As I sat in the waiting room at the dermatologist's office today, I thought about how much our attitude affects our health and our healing process.
I was diagnosed with melanoma just over 10 years ago at my very first appointment with the dermatologist. I had made the appointment under the plea of my mother who had been heavily suggesting a check up for the past few years! I was young - in my 20s - and thought I was the queen of health and surely invincible. That particular appointment back in 1997 showed me otherwise.
Upon the diagnosis, I felt scared, confused, angry and guilty. I felt guilty that I had not taken better care of myself, angry that this was happening to me, confused about what my chances for living were and scared that I had NO idea what this all meant for my future. Could it spread in me unknowingly and that would be that? I was a victim.
As suggested by my doctor, I took care of the melanoma through surgery and began on a schedule of regular check-ups. Young and not wanting to believe that I had a condition that was life threatening - I tried to move on with my life. I took a job overseas, lived and traveled abroad for a couple of years and the "regular" check ups at the dermatologist became scarce. I was trying to convince myself that I had moved on completely. Actually I was in denial.

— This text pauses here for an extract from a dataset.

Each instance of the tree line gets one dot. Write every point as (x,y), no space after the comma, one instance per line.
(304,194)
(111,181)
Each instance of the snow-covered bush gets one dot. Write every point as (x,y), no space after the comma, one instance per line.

Within a couple of years I moved back to New York and decided it would be a good idea to get a check up. I was quickly awakened from my state of denial when I was diagnosed with a second melanoma. I felt helpless and angry at my body. What was going on in my body that I could not see? How could I feel so good and yet be confronted with something that is life threatening? A bit of the victim mode snuck back.
At this point I had been a victim, been in denial -- and now was confronted with the fact that two family friends had died from melanoma in the recent years. I began to see that if I wanted to live I better shift my practices and my ATTITUDE. Instead of playing victim, I decided that I wanted to know more about what was happening "behind the scenes" in the cells of my body and become a player in my own healing.
One major tool I used to find out more was yoga. Yoga helped me become acquainted with my body in a deep and intimate way. I could feel when my kidneys were in fear, when my liver was in anger, and when my heart was closed. I could feel when my mind was relaxed, my hands happy, and my eyes at peace. I studied and explored yoga and yoga therapy and soon added Reiki, acupuncture and massage. I had my chakras read, my aura read and became a big fan of Louise Hay and her book "Heal Your Body." All of this work helped me understand the connection between illnesses I was having (not only the melanoma) and the emotions and attitude behind the illness.
Today as I waited in the doctor's office, I felt calm and secure. I felt that after spending years with a victim attitude and years in denial, that this time I was the one determining my diagnosis. I have learned tools that have empowered me to be my own healer. This is not to say that I won't be going to the doctor on a regular basis for checkups, preventative care and early screening, but it does mean that I have a new attitude about healing. No longer victim, I am a partner with my doctors and I know deep in my heart that I have the power to change any negative result. As my yoga teacher, Saul David Raye, said in class tonight., "Our bodies have a deep intelligence...we have the power to change things...Look at the election!"
What is your attitude about healing?